It’s pretty easy and fun to make a movie with iMovie, which is the video-editing software I suggest you use if you choose to make a digital video for your final assignment. Today, we’ll edit together photos, music, video, and text to make a very short story of an event in your life.
Get ready (1)
It’s easier to use iMovie if you move all your photos and videos into the Photos library. To do this, first download your photos from wherever they’re currently stored. Next, open Photos. (It should be in your Applications folder.) Now, drag your photos into your Photos library.
(A sidenote: We’re putting everything into your Photos library for the purpose of this workshop, just because it’s the easiest way to find your media quickly. But you may prefer storing your media elsewhere. That’s fine! To import it into iMovie, open iMovie and click on File, then Import Media.)
Get ready (2)
We’re going to add some music to our movie, so we need to pick a soundtrack! We want to look for Creative Commons-licensed songs; that is, songs that the creators have designated free to download and reuse. One good place to look for CC-licensed music is the Free Music Archive. Spend some time browsing the music there. Once you’ve found something you like, click on the arrow to download the song. If you double-click on it, it should save in iTunes, which is where you want the file to be.
Now you’re ready to open iMovie! It will be in your Applications folder.
Create a new movie
Click on Create New (or, from the File menu, select New Movie). If the program asks you if you’d like to use a theme, say no. Themes can be kind of cool, but they also constrain your editing options, and we want to experiment with those options.
Start adding photos to your video
Here’s where you’ll do your editing. If you click on Photos Library on the left-hand side of the window, you should see your photos and videos. The pane in the upper right-hand corner is where you’ll play your video in progress. And the bottom half of the window is where you’ll do your actual editing. The vertical white line in that bottom part of the window indicates where you are in your video’s playback. (Right now, of course, you don’t have a video, so there’s nothing to play.)
Try dragging your photos and videos down to the bottom half of the screen, in the order that you want them to appear in your video.

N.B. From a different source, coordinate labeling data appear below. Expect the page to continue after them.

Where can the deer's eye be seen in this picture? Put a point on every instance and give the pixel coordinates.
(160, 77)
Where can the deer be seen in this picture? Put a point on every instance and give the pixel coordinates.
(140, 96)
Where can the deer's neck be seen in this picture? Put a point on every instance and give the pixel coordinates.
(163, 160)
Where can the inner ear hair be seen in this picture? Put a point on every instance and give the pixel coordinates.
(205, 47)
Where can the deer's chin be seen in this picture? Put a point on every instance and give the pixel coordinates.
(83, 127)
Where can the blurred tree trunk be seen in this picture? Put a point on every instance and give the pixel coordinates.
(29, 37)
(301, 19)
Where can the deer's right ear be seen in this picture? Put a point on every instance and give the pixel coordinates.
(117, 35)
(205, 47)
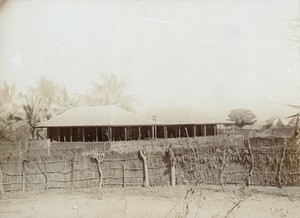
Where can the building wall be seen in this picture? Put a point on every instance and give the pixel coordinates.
(128, 133)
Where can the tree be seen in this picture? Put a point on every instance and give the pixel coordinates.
(33, 110)
(10, 112)
(242, 117)
(110, 91)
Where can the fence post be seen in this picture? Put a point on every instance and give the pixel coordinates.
(172, 160)
(23, 175)
(145, 166)
(124, 185)
(1, 182)
(72, 172)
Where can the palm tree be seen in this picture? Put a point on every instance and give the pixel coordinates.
(109, 91)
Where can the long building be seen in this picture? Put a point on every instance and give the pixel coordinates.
(111, 123)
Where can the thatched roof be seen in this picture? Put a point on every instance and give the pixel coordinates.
(97, 116)
(177, 116)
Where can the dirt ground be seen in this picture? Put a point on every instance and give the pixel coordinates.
(181, 201)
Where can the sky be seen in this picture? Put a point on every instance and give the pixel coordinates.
(212, 55)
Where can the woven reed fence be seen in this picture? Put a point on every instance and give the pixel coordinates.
(213, 162)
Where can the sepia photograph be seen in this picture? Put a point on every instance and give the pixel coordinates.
(139, 108)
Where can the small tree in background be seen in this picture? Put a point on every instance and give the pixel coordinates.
(242, 117)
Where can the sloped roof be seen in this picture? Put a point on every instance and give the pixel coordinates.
(173, 116)
(96, 116)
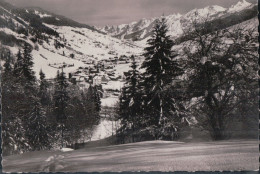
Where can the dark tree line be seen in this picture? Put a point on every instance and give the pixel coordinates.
(212, 79)
(42, 114)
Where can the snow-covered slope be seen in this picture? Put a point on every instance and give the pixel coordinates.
(177, 23)
(241, 5)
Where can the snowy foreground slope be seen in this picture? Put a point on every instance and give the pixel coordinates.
(144, 156)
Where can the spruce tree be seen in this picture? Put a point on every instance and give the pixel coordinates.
(160, 70)
(61, 99)
(131, 100)
(13, 132)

Move photos around and change their duration
By default, iMovie plays your photos for 4 seconds. But you can change this by dragging the edge of your little photo-strip forward or backward. Notice that the total length of your movie changes as you do this.
Add some music
If you click on the Audio tab at the upper left of the iMovie window, you should see the song you downloaded in iTunes. Drag the song to the bottom half of the window, underneath the video you’re editing. It should drop into place to become your soundtrack.
Press play on the upper right-hand part of the window to see how your video looks and sounds now.
Add some titles
If you click on the Titles tab, you can see some options for titles. You can superimpose these over images (by slotting them above a video clip) or have them play by themselves. Change the text by double-clicking on the title.
Edit your images
By default, iMovie gives your photos a “Ken Burns effect,” zooming and panning over them to make them look more lively. If you don’t want this, or if you want to alter it, double-click on the image to change the settings.
Change your transitions
If you click on the Transitions tab, you’ll see some options for changing the way one image blends into the next. Drag a transition to the space between your image-clips in order to introduce a transition. Remember, the more frenetic your transition, the better your movie. (That’s a joke.)

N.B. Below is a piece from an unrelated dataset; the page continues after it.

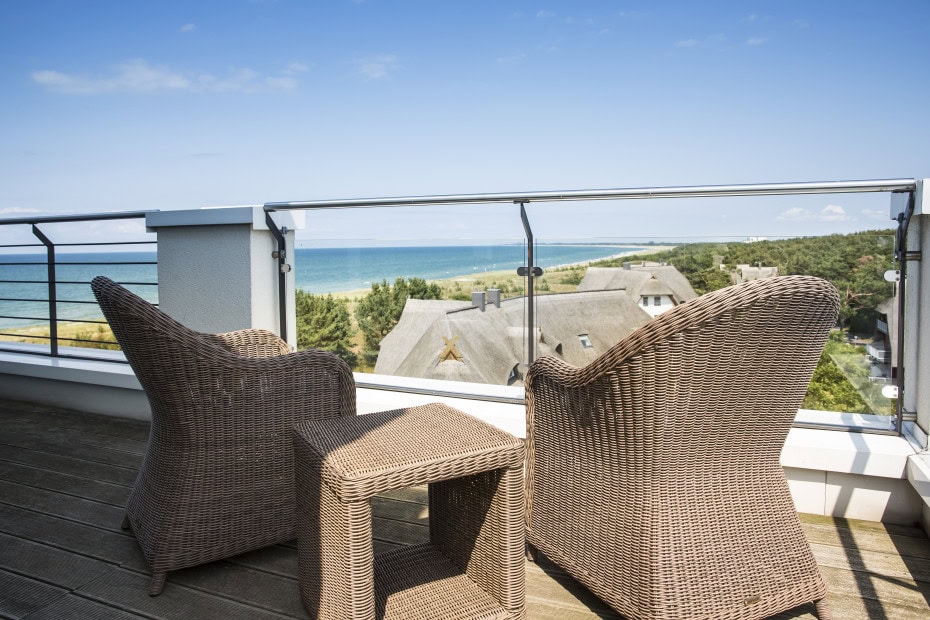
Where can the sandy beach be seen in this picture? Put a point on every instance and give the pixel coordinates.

Cut and split your video clips
You can drag video clips from your Media library in the same way you did your photos. Once they’re there, you can trim your clips, break them into pieces, and move them around. To do that, right-click (or press Control and then click your trackpad) and select from the menu that appears.

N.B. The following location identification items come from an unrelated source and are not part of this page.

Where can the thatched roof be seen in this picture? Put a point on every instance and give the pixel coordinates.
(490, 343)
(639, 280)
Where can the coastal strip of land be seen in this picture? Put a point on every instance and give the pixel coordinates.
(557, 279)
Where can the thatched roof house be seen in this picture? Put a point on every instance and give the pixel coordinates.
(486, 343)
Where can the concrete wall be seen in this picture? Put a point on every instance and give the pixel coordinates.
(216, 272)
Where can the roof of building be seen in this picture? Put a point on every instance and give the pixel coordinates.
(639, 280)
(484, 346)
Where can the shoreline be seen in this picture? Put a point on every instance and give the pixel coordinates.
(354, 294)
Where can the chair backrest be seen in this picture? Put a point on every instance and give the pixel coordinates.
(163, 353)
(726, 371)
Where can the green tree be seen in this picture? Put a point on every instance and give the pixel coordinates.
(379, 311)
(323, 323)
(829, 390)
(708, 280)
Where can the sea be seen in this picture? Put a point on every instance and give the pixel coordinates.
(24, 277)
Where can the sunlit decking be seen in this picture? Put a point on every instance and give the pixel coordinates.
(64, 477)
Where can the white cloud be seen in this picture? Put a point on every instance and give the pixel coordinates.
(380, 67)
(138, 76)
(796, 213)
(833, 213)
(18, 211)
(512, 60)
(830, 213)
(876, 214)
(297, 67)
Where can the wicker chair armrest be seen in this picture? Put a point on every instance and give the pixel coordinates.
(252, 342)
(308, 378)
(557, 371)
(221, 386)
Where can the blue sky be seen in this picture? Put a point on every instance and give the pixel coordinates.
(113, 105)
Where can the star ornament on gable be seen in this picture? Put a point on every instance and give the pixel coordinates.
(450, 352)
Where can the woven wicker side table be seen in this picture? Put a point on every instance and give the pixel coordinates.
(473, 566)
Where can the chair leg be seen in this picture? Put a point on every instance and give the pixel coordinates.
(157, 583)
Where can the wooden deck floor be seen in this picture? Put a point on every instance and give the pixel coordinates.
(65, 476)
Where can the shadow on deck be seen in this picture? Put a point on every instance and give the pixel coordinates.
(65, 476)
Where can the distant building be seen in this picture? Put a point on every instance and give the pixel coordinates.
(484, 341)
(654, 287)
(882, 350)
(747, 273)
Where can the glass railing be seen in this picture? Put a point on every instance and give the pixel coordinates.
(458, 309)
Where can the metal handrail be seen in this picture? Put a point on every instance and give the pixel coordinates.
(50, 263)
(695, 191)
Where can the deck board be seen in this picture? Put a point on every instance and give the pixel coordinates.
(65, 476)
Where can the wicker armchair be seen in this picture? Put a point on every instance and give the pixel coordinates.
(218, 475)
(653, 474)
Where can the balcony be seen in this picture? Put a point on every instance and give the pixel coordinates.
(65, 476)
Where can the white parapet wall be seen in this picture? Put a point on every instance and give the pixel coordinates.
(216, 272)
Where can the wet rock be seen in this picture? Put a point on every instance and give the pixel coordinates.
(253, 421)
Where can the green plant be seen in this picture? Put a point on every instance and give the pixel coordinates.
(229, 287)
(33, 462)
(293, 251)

Splitting the clip breaks it into pieces, which can be reordered and rearranged. Trim to playhead cuts your clip to the point indicated by the white line that represents the playhead. You can even Detach the audio from your video so that you can manipulate it separately from the clip.
Hint: Use the Precision Editor
If you want to fine-tune the beginning or end of a video or photo, you can use the Precision Editor to work carefully with it. Double-click the edge of a clip and the Precision Editor will appear in a layer at the top of your timeline. It shows you, dimmed in gray, the parts of your clip that you’ve cut. You can move the white edit line in the center of the editor to change the beginning or end of your clip. When you’re done, click Close.
Save and share your movie
To save your video file, click on File and then Share. You’ll see that you can save your video in various ways. The most straightforward way is to save it as a file. Be sure to give the file time to finish downloading (it can take a few minutes), and unclick the Theater sharing checkbox — that’s an Apple thing that doesn’t really apply to you.
Upload your video (if you want)
If you want to put your video somewher other people can see it, you’ll need to upload it to a video-streaming service, like YouTube or Vimeo. You can probably figure out how to do this yourself, but my favorite place to upload videos is the Internet Archive, since unlike some other options, it’s a nonprofit archive, not a for-profit business. It’s pretty easy to upload videos to the Internet Archive — just click on Upload, create an account, and upload your video.
Give your video a license
Now that you’re a filmmaker, you can give your video a Creative Commons license, too! That way other people can download and share it.